Still, if she knew how to use a camera, that woman knew diddly about looking. She shot the entirety of the exhibits and was out the door before I’d even finished looking at a half-dozen pages. Holy St Æðelþryð! Why not go all the way and strap on roller skates! When you’re in a museum, take the time to see things in context. Given how much thought, research, and design go into exhibits, I believe it’s worth stepping back (as well as stepping in) to receive and absorb. Look slowly. See newly. Just keep your nose off the glass.
Where was I before I went and got all homiletical? (No, it’s not a word, but it should be.) Ah, yes: staring at the margins of the Coëtivy book of hours and no doubt looking utterly daft. However lovely the central images of the pages might be, I tend to be captivated by margins and the decorative elements of medieval manuscripts; and those of the Coëtivy were exquisitely done (if a bit well-behaved for my taste). Below are a few, a very few, items from the margins.

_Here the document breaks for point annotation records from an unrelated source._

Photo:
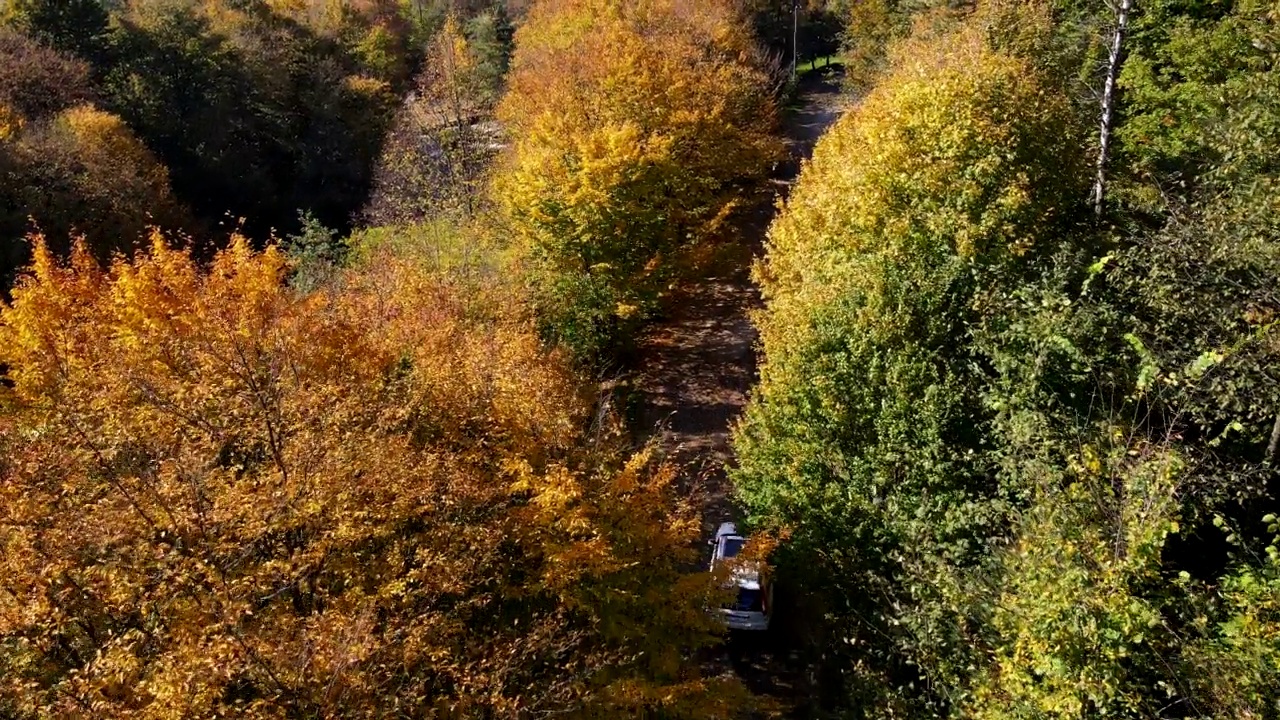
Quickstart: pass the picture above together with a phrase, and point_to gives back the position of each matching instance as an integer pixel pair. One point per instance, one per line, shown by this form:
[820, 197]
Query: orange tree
[635, 128]
[219, 497]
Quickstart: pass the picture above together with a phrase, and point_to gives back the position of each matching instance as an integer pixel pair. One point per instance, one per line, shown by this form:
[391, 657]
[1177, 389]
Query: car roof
[727, 529]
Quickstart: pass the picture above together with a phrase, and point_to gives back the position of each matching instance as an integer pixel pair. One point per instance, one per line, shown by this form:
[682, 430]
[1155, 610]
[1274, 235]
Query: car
[752, 606]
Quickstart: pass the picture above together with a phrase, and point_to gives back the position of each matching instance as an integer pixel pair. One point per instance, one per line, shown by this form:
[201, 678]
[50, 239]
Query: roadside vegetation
[306, 306]
[1023, 454]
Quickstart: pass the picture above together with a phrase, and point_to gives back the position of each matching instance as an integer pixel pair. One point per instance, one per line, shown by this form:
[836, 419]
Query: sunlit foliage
[635, 128]
[224, 499]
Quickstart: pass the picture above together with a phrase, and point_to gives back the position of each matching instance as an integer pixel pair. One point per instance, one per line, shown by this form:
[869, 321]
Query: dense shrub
[867, 434]
[635, 130]
[219, 496]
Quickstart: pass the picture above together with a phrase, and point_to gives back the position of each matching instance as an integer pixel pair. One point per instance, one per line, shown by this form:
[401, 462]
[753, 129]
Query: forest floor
[693, 373]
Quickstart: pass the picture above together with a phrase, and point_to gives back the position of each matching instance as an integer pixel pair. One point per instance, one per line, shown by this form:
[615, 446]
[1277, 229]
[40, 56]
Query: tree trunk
[795, 36]
[1109, 95]
[1274, 446]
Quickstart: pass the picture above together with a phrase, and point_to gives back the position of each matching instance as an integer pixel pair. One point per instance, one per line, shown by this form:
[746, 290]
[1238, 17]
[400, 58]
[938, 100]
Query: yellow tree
[222, 499]
[635, 128]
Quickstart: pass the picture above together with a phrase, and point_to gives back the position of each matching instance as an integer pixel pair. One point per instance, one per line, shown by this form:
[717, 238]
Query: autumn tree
[865, 437]
[635, 128]
[1025, 456]
[435, 158]
[222, 497]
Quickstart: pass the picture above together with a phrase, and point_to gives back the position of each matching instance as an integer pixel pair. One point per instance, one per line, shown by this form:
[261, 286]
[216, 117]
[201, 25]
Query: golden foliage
[960, 150]
[223, 499]
[635, 128]
[10, 123]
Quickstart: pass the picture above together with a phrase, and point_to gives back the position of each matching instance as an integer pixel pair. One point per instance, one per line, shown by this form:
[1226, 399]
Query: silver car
[750, 609]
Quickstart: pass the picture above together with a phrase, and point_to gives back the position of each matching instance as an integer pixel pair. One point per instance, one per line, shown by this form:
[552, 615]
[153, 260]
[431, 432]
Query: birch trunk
[1109, 95]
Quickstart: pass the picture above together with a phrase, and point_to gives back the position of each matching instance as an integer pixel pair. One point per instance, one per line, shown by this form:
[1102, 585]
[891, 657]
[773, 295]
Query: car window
[749, 601]
[732, 546]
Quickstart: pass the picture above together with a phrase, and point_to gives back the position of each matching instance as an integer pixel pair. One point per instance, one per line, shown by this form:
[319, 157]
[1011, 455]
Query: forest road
[693, 372]
[691, 377]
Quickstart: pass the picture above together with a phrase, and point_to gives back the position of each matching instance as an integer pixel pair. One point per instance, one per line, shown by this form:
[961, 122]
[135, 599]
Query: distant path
[694, 370]
[693, 374]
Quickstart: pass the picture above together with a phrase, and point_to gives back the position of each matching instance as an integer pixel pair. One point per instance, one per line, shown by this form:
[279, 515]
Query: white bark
[1109, 95]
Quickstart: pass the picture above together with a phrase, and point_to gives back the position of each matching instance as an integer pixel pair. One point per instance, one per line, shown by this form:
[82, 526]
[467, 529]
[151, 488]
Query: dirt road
[694, 373]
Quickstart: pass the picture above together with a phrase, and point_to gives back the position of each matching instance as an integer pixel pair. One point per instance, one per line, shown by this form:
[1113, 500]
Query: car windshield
[732, 546]
[748, 601]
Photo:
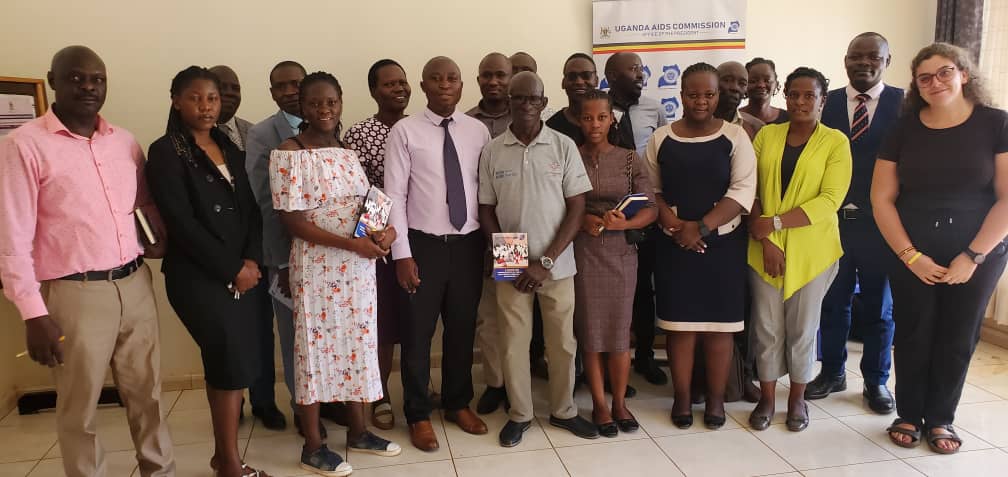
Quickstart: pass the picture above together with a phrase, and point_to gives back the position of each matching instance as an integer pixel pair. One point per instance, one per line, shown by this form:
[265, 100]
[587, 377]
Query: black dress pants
[451, 270]
[937, 327]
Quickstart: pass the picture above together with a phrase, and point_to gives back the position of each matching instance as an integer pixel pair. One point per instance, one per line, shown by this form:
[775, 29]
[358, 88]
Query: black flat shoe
[608, 430]
[628, 426]
[713, 422]
[759, 422]
[578, 426]
[682, 422]
[798, 424]
[879, 398]
[511, 434]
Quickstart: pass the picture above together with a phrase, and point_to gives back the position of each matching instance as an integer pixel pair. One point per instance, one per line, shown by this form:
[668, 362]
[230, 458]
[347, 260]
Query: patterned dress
[336, 357]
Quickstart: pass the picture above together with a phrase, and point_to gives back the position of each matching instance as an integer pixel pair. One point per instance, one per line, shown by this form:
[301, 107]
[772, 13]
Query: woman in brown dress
[607, 263]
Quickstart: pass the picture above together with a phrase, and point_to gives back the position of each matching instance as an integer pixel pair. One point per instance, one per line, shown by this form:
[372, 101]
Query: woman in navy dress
[704, 174]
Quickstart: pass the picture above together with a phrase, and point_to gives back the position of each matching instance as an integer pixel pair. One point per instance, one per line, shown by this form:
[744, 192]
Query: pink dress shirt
[414, 174]
[66, 205]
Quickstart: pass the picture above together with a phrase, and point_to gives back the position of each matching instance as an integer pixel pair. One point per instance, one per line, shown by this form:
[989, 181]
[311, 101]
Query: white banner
[669, 35]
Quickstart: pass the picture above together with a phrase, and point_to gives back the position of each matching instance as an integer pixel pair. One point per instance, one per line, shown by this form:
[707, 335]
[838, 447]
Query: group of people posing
[761, 225]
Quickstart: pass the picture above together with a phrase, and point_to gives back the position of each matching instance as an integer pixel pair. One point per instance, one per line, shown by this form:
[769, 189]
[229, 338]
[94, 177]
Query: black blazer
[212, 228]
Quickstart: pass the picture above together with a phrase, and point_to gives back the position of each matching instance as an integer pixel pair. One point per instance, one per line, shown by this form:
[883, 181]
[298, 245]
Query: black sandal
[914, 434]
[932, 440]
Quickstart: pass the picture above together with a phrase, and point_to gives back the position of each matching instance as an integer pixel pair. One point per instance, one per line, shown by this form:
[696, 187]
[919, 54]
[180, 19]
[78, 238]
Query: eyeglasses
[531, 100]
[574, 76]
[943, 75]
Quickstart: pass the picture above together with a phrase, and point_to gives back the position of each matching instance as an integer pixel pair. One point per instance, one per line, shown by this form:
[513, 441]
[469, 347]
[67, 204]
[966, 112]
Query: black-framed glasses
[585, 76]
[531, 100]
[943, 75]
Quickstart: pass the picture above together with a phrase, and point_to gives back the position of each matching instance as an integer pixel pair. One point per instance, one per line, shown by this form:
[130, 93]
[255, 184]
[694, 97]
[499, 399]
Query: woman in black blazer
[197, 176]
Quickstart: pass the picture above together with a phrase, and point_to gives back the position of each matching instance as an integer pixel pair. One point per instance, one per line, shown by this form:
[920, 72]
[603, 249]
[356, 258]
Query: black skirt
[226, 330]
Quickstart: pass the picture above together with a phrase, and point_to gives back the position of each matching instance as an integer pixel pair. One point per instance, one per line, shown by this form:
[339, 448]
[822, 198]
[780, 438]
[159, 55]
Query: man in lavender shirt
[431, 174]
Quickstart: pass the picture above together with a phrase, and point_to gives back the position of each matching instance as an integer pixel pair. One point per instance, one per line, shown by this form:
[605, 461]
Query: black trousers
[643, 304]
[262, 392]
[451, 281]
[937, 327]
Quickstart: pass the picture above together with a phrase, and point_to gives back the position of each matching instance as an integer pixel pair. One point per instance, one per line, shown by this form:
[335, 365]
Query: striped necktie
[859, 125]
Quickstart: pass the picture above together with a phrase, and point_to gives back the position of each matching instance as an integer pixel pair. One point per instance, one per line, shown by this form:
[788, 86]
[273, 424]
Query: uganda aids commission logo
[669, 29]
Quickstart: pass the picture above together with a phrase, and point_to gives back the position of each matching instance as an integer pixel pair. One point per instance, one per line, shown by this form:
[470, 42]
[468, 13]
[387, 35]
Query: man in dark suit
[865, 110]
[229, 123]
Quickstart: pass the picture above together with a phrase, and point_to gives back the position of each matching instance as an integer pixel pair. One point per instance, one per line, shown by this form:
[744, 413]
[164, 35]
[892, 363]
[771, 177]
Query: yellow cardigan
[819, 187]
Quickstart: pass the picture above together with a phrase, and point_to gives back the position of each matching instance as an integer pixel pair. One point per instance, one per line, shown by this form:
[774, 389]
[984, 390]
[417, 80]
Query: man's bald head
[522, 62]
[78, 78]
[231, 92]
[493, 77]
[733, 82]
[442, 83]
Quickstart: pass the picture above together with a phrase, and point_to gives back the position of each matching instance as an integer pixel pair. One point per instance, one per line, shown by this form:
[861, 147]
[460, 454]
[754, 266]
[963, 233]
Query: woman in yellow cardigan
[803, 170]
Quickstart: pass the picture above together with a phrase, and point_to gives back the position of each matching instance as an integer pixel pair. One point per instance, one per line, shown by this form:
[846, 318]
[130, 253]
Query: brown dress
[607, 265]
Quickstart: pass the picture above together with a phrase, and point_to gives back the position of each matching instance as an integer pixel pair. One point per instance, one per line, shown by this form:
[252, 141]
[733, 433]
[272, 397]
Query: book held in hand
[375, 214]
[148, 233]
[631, 204]
[510, 255]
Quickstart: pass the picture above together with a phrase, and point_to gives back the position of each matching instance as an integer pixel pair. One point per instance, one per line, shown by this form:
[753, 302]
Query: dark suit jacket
[212, 228]
[262, 139]
[864, 150]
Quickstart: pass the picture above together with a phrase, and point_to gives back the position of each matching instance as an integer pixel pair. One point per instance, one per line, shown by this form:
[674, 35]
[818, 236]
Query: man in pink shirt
[72, 262]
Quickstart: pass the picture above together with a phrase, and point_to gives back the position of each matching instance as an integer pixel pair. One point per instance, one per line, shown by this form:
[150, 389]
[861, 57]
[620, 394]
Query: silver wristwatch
[546, 262]
[777, 224]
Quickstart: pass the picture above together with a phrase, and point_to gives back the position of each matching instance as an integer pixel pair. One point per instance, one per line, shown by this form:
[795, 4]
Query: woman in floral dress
[320, 187]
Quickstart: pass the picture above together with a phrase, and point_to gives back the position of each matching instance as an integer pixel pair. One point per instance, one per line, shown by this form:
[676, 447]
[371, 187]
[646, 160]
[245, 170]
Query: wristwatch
[778, 224]
[546, 262]
[704, 231]
[977, 257]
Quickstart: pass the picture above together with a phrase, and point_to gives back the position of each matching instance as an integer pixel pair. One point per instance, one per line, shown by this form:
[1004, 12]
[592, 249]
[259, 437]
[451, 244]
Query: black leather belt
[112, 274]
[450, 238]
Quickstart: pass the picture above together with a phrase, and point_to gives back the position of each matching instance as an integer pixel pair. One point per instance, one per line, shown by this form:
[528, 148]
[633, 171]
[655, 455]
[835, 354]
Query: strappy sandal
[382, 415]
[914, 434]
[932, 440]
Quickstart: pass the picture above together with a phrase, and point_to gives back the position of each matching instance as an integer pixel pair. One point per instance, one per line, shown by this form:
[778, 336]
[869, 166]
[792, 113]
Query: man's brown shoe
[421, 435]
[467, 421]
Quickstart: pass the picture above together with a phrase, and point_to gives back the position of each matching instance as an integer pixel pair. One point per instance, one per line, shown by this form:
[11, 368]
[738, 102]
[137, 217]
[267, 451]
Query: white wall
[144, 43]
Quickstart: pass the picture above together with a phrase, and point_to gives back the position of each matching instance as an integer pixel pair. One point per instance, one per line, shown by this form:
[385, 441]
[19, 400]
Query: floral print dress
[336, 357]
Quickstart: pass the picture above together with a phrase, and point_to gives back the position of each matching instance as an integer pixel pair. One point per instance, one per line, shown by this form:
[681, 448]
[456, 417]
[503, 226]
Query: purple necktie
[860, 123]
[453, 181]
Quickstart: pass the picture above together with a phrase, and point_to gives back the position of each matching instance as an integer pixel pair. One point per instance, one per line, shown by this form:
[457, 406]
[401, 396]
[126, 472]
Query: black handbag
[635, 236]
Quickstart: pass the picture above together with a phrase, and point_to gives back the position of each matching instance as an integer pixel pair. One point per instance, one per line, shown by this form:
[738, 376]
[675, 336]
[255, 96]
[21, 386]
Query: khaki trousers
[109, 323]
[514, 314]
[488, 335]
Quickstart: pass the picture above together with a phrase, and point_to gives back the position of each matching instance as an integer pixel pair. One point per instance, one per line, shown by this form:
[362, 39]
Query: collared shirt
[231, 129]
[873, 103]
[751, 124]
[66, 205]
[414, 174]
[496, 123]
[646, 116]
[294, 122]
[529, 184]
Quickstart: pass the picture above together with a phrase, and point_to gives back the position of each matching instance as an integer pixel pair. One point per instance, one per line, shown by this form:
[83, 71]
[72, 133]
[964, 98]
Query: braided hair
[321, 77]
[176, 130]
[698, 68]
[805, 72]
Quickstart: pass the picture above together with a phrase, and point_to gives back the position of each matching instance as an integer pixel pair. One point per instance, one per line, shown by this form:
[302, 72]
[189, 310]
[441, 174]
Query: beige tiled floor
[845, 439]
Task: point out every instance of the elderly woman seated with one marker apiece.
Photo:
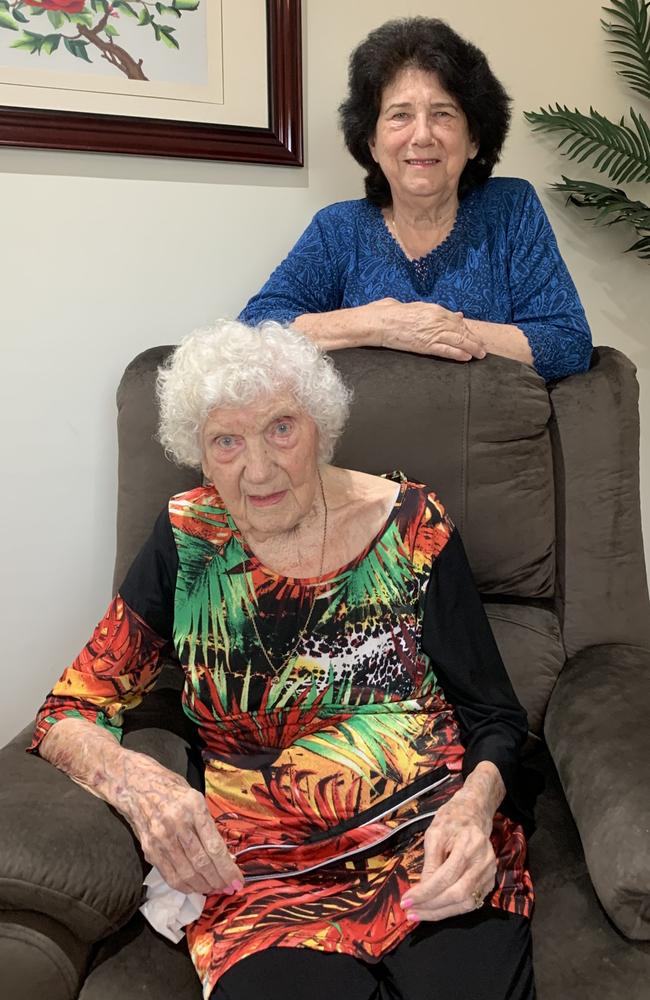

First, two tangled creatures from the margins of a page on (of all things) transubstantiation. Perhaps they are prophetic of the tangling of Catholics and Protestants over the subject in the years to follow.
Second, don’t ask me to explain the fact that a porcupine and lion are facing off in the image below. I can’t. Since I couldn’t find any hedgehogs (which I love), you get a porcupine. Just because.
Lastly, on the page displaying the martyrdom of St. James, I thought I’d found an example of the creature one sometimes finds with its face in its stomach. Alas, no such luck. Closer inspection reveals it’s a cat cleaning itself. That is a sight which, frankly, never bears closer inspection. It beats me why the illuminator decided that the cat should clean itself while lounging on bellows. I could make up a story about bagpipes playing in the background as the illuminator worked and something about subconscious thoughts of squeezed cats, but I know I have at least one reader of Scottish descent who resents slighting references to bagpipes. So, I’ll leave that little mystery where it is and step away, simply commending the CBL to those of you planning a trip to Dublin.